Por Rita Zilhão Faculdade de Ciências de Lisboa – Portugal
As doenças humanas podem ser causadas pela falta, ou excesso, de produção de uma ou mais proteínas, ou ainda à produção de uma proteína anômala. Contudo, o papel e a função dessas proteínas, especialmente quando relacionadas com doenças específicas, são difíceis de identificar sem um processo de experimentação in vivo. O mesmo se passa com estudos que visam entender melhor qual o papel das proteínas envolvidas no desenvolvimento normal dos organismos, ou dos problemas relacionados com malformações. Por esse motivo, nasinvestigações biomédicas, os estudos que permitem entender os mecanismos moleculares que estão subjacentes aos efeitos causados pela ausência ou excesso de proteínas específicas realizam-se de preferência em modelos animais. Claro que é importante adequar o modelo animal ao estudo em questão. Assim, normalmente, considera-se o fato da espécie ser filogeneticamente próxima ao homem (frequentemente, a escolha recai no rato de laboratório porque, entre outras razões, é um mamífero), mas também a facilidade de manipulação do organismo escolhido, a acessibilidade aos embriões em desenvolvimento (sendo neste caso a galinha o modelo de excelência), a fisiologia do órgão no qual a doença se manifesta etc.
Quando se realizam estudos em que se pretende ver o efeito da ausência de uma proteína específica, os organismos são manipulados de forma a deixarem de produzir a proteína em questão, ou a diminuírem a sua produção. Dizemos, então, que se realizam estudos de perda de função. São várias as metodologias moleculares para realizar estas manipulações, sendo uma das mais utilizadas hoje em dia, a tecnologia baseada no RNA de interferência (RNAi – RNA interference).
Mas o que é o RNAi?
A produção de RNAi é um processo biológico que está presente em diferentes espécies (desde os animais invertebrados aos vertebrados e as plantas) e por esse motivo diz-se que está evolutivamente conservado. Inicialmente, este processo chegou a ser identificado como um mecanismo de defesa antiviral (um agente exógeno); no entanto, hoje em dia sabe-se que o RNAi funciona endogenamente, pois o genoma das células codifica moléculas de RNA, que se designam como miRNAs (microRNAs), estes regulam a expressão gênica das próprias células. Só mais um detalhe: contrariamente ao que se costuma observar nas moléculas de RNA, que se apresentam em cadeia simples, no RNAi, as moléculas de RNA são de cadeia dupla. Se apresentam com duas cadeias complementares formando a tal cadeia dupla (dsRNA – double strand RNA), sejam elas de origem exógena ou endógena.
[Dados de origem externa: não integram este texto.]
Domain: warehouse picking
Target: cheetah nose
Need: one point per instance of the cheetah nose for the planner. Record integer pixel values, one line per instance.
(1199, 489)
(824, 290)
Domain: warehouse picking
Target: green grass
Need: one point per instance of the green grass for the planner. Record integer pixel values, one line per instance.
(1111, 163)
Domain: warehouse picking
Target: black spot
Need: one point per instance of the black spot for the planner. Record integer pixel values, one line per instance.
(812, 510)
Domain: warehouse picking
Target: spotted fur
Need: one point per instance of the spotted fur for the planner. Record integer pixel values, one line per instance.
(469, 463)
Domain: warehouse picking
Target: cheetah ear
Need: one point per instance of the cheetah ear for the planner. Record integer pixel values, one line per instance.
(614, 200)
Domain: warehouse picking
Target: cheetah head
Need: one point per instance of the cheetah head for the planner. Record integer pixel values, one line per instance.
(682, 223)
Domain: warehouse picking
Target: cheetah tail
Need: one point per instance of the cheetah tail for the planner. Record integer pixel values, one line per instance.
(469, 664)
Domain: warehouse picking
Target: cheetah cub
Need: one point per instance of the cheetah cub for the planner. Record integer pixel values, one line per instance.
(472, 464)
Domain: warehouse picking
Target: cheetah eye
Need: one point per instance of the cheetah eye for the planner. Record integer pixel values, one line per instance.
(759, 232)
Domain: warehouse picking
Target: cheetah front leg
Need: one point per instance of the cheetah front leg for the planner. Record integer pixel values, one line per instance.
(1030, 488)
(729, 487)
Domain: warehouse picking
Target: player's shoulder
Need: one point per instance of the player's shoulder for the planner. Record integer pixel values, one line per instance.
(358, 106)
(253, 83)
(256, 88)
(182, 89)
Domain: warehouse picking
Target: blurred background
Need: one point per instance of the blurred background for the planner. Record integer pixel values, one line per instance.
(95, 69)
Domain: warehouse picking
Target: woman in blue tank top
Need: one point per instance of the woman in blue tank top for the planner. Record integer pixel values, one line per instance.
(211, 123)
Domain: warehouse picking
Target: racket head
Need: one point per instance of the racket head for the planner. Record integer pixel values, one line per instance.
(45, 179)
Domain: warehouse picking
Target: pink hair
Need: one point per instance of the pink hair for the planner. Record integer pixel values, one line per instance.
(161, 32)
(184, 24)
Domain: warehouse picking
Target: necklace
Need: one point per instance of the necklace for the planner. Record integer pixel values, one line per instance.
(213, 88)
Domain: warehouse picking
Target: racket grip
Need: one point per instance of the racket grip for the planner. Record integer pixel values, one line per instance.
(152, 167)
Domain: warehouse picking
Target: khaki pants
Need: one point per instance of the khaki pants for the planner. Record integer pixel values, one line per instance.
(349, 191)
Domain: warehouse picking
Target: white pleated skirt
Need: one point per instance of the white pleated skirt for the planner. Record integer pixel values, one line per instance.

Agora, como é que se dá então a referida resposta? Ela envolve a ação de uma série de enzimas (Dicer etc. ver figura e vídeo) que transformam, por clivagem, esses dsRNA em pequenos RNAs (os siRNAs – small interfering RNAs). E são estes, os siRNAs, que vão atuar como moldes para que ocorra a degradação de moléculas RNA específicas. Notem aqui um ponto importante: há uma relação de especificidade (por complementaridade de bases) entre o siRNA e a molécula de RNA alvo. Não sei se estão a ver o alcance desse processo biológico: é possível proceder ao “silenciamento gênico” de um determinado gene (já transcrito em RNA) através do seu reconhecimento específico por uma pequena molécula de RNA, o siRNA.
Ora bem, conhecendo então, em maior ou menor detalhe, como funciona este mecanismo, os investigadores descobriram que era possível desenvolver ferramentas moleculares que lhes permitiram silenciar os genes que codificam proteínas envolvidas em diferentes doenças. Exemplos dessas ferramentas são shRNAs (short-hairpin RNAs) sintéticos cuja sequência irá ser processada pelo tal conjunto de proteínas (Dicer etc.), de forma a gerar os siRNAs. Os shRNAs sintéticos são desenhados de modo a apresentarem semelhança estrutural com os miRNAs naturais e contêm sequências que vão se dirigir ao gene alvo que se pretende silenciar.
A boa novidade é que apesar de apresentarem alguma disparidade de resultados, e numerosas variantes quanto aos detalhes dos protocolos aplicados, diferentes estudos baseados na tecnologia do RNAi revelaram que essa é eficiente nos modelos de ratinho, peixe-zebra e galinha, mas também nos invertebrados Caenorhabditis elegans (verme) e Drosophila (mosca da fruta). A perda de função induzida por RNAi poderá mimetizar um estado de doença e as observações feitas no modelo animal adequado são certamente mais assertivas. Por todos os motivos acima indicados esse sistema de silenciamento gênico também começou a ter utilização hoje em dia em terapia gênica, em especial, na infeção por HIV-1.